Chicago 'Infrastructure Trust' shrouded in secrecy

April 24, 2012
Heartland.org

Chicagoans are about to learn if Mayor Rahm Emanuel’s Chicago Infrastructure Trust is worthy of the name.

Forty-one of the city’s 50 aldermen voted for the $1.7 billion plan in late April even though the city’s inspector general, several aldermen and neighborhood groups expressed doubts about trustworthiness before the vote. The plan had been introduced just a few weeks earlier and the amended version that was voted on just days earlier.

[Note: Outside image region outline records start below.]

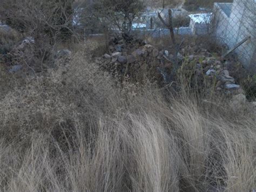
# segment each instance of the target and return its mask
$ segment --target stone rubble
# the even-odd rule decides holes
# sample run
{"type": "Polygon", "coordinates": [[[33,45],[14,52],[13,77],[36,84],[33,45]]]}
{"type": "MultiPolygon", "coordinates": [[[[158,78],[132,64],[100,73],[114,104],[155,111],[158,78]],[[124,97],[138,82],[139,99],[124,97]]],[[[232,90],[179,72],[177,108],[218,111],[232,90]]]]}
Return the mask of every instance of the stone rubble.
{"type": "Polygon", "coordinates": [[[195,47],[196,48],[193,48],[190,45],[181,49],[180,52],[177,53],[177,59],[174,59],[174,56],[168,50],[158,50],[153,45],[146,44],[143,40],[132,36],[113,34],[109,42],[110,52],[97,58],[96,63],[105,69],[111,69],[110,71],[113,71],[114,68],[116,72],[120,75],[124,72],[131,74],[132,71],[136,71],[146,63],[154,66],[156,71],[166,79],[169,74],[165,72],[164,77],[163,71],[171,71],[176,61],[179,65],[188,63],[188,65],[194,66],[189,70],[194,70],[195,78],[198,80],[205,79],[209,89],[214,86],[218,91],[230,93],[241,89],[227,69],[227,61],[220,57],[213,56],[200,46],[195,45],[195,47]],[[122,49],[118,48],[120,47],[122,49]],[[191,51],[193,49],[194,50],[191,51]]]}

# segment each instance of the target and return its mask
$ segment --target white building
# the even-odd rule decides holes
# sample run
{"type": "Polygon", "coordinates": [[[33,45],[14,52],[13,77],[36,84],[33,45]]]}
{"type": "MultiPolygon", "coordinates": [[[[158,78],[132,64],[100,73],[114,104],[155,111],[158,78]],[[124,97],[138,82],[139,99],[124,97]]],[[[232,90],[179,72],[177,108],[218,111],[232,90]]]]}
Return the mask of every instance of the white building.
{"type": "Polygon", "coordinates": [[[256,0],[215,3],[214,13],[213,35],[220,43],[231,49],[251,37],[235,52],[246,68],[256,73],[256,0]]]}
{"type": "Polygon", "coordinates": [[[189,15],[192,35],[206,35],[210,31],[212,13],[189,15]]]}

Emanuel says the trust is needed to fund badly needed projects including improvements to city streets, sewers, water lines, and parks. The idea is to bring in private investors to put up money for such projects. Emanuel expects up to $1.7 billion of investments could be funded through the trust.

‘Nothing More Crucial’

“Nothing is more crucial to our long-term competitiveness and job creation than infrastructure,” Emanuel said in announcing the plan. “The Chicago Infrastructure Trust will bring additional resources to stimulate public and private investment in our infrastructure, create thousands of jobs for Chicagoans, and ensure that our residents have a world-class quality of life.”

Emanuel has said the city cannot afford to add to the more than $7 billion of debt it already has to do major projects. He also does not want to raise city taxes. Emanuel said private financing for each project could be tailored to specific needs using taxable or tax-exempt debt, equity investments, grants, and other forms of support. Each project is supposed to pay back the trust and investors, raising concerns that city user fees for services such as sewer and water could climb.

Citibank, Citi Infrastructure Investors, Macquarie Infrastructure, JP Morgan Asset Management Infrastructure Investment Group, and union-backed insurer Ullico all signed letters in support of the fund. Local labor unions also backed the plan.

The trust would be operated by a board made up of private financiers and one alderman appointed by the mayor. It would not be considered a public body and therefore might not be subject to open meeting or freedom of information laws, according to Chicago Inspector General Joseph Ferguson.

‘Open, Undefined, Unspecified’

“This is a very, very open, undefined, unspecified, nonprocess-specific ordinance,” Ferguson said during an appearance on Chicago Public Television’s Chicago Tonight program the night before the vote.

 “What we have . . . is something that creates a great deal of ambiguity and almost inevitably is going to create confusion, legal disputes, and possibly even lawsuits,” said Ferguson. “With respect to the Inspector General’s office itself, right now the city’s position is we can’t even defend our own jurisdiction, we can’t even enforce our own subpoenas.”

Chicagoans have bitter memories of a rushed lease deal for 36,000 parking meters the city entered into in 2008 during the administration of Richard M. Daley. That lease with a Morgan Stanley-managed firm lasts 75 years and brought the city $1.16 billion in an upfront payment.

Almost immediately after Chicago Parking Meter LLC took over the meters, parking prices soared, and many meters did not work. Problems grew worse when frustrated motorists vandalized parking meters in protest. The problems have been fixed and animosity has died down, but critics say the city should have received more money from such a deal.

Groups on Guard

Amisha Patel, executive director of the Grassroots Collaborative of Chicago, made up of 11 organizations representing lower-income families in the Chicago region, said the experience with the parking meter lease has her and other members of the group on guard.

“There’s been lots of interest [in the infrastructure trust] because of the parking meters,” she said. “That experience is relevant. There was no need to rush this. They could have made this as tight and responsible as possible. Instead, everything the city has said has been so vague. We understand there’s a need for jobs, and for infrastructure, but let’s do it right. We need more clarity.”

But Alderman Joe Moore rejected likening the trust to the parking meter lease. He opened discussion before the vote with a speech in defense of the trust that lasted approximately 15 minutes.

“The trust is not about the privatization of city assets,” Moore said. “This not another parking meter deal.”

He closed saying, “As with any new and untried approach, there are risks and no guarantee of success, but the only thing worse than trying this new approach is to try nothing at all.”